On n’a pas à se repentir d’avoir pris ce grand parti, et les prévisions les meilleures, celles des prétendus utopistes qui promettaient un grand avenir à nos chemins de fer, ont été dépassées dans des proportions que des chiffres feront apprécier. Quand on a construit le chemin de fer de l’Est (Paris à Strasbourg), on avait évalué le produit des marchandises à 12 000 francs par kilomètre, et celui des voyageurs, messageries, bagages, à 6 000 francs.

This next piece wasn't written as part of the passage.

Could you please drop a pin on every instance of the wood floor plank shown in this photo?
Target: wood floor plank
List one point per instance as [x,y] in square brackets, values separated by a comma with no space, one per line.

Or, en 1864, le produit de la petite vitesse sur la voie de l’Est a été de 38 959 francs par kilomètre, et celui des voyageurs, bagages et messageries de 27 893 francs ; c’est à-dire que le produit total, étant de 66 732 francs au lieu de 18 000, a dépassé les premiers calculs de prés de 48 000 francs[1]. Est-ce à dire que de si magnifiques résultats aient désarmé les adversaires systématiques des chemins de fer ? Non pas, et en 1834 un archevêque dont je tairai le nom a dit, dans un mandement rendu public et affiché à la porte des églises, que les chemins de fer avaient été suscités pour punir

  1. J’emprunte ces chiffres et d’autres renseignements techniques à l’excellent ouvrage de M. Jacqmin, De l’Exploitation des chemins de fer, 2 vol. in-8. Paris, Garnier frères, 1868.